Das war nicht immer so gewesen. Es gab da in der Vergangenheit eine Zeit, in der er ein guter Vater gewesen war. Was hatte ihn so verändert?

Der dunkle Mann griff noch tiefer in das Bewusstsein des Untoten, und dann fand er die Antwort.

Krieg.

Tomasz Adamcyk war im Kosovo eingesetzt gewesen, hatte als Mitglied der Friedenstruppen so viel Leid und Gewalt gesehen, dass er sich in den Alkohol geflüchtet hatte.

Ja, fand der dunkle Mann.
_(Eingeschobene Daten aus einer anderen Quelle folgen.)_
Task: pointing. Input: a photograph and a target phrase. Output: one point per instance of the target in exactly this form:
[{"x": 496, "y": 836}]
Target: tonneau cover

In dieser Kreatur hatte er tatsächlich ein beinahe perfektes Werkzeug gefunden. Vorsichtig flüsterte er dem Bewusstsein Geheimnisse zu. Nur einflüstern, nicht direkt eingreifen. So lauteten die Regeln. Aber ein wenig würde er sie schon beugen können, wenn er nur vorsichtig genug war.

Und so gab er Papa, der sich jetzt selbst als Tomasz verstand, ein klein wenig von der Fähigkeit zurück, welche die Menschen in ihrem Größenwahn Denken nannten.
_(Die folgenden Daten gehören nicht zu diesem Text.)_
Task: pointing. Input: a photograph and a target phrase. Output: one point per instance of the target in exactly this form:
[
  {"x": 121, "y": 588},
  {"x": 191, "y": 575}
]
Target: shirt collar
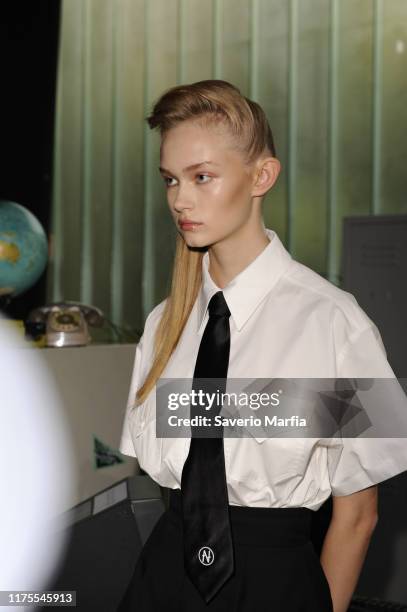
[{"x": 248, "y": 288}]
Als der dunkle Mann fertig war, hingen schwere Wolken über dem verwüsteten und entvölkerten Köln. Ein schwacher Wind brachte die erste Ahnung von einem nahenden Sturm, trieb Papier und vergessene Kleidung über die Straße. Irgendwo in der Nähe heulte ein Hund. Der dunkle Mann lehnte sich zurück, tauchte aus den Tiefen des fremden Bewusstseins wieder auf. Sein Finger deutete auf eine schmale Brücke, die über den Rhein führte.

»Dort drüben.«

Tomasz öffnete die Augen. Dumpfes Verstehen glomm in ihnen auf, und der Zombie folgte mit seinem Blick der Geste des dunklen Mannes. Als er sich wieder umwandte, war Gabriel weg. Aber das war egal.

Tomasz hatte eine Aufgabe.

Tomasz würde wieder in den Krieg ziehen.

Ein letzter Blick auf seine Truppen, die sich langsam wieder aufrappelten, dann marschierte er los.

Die Wolken über Köln versprachen ein kräftiges Gewitter.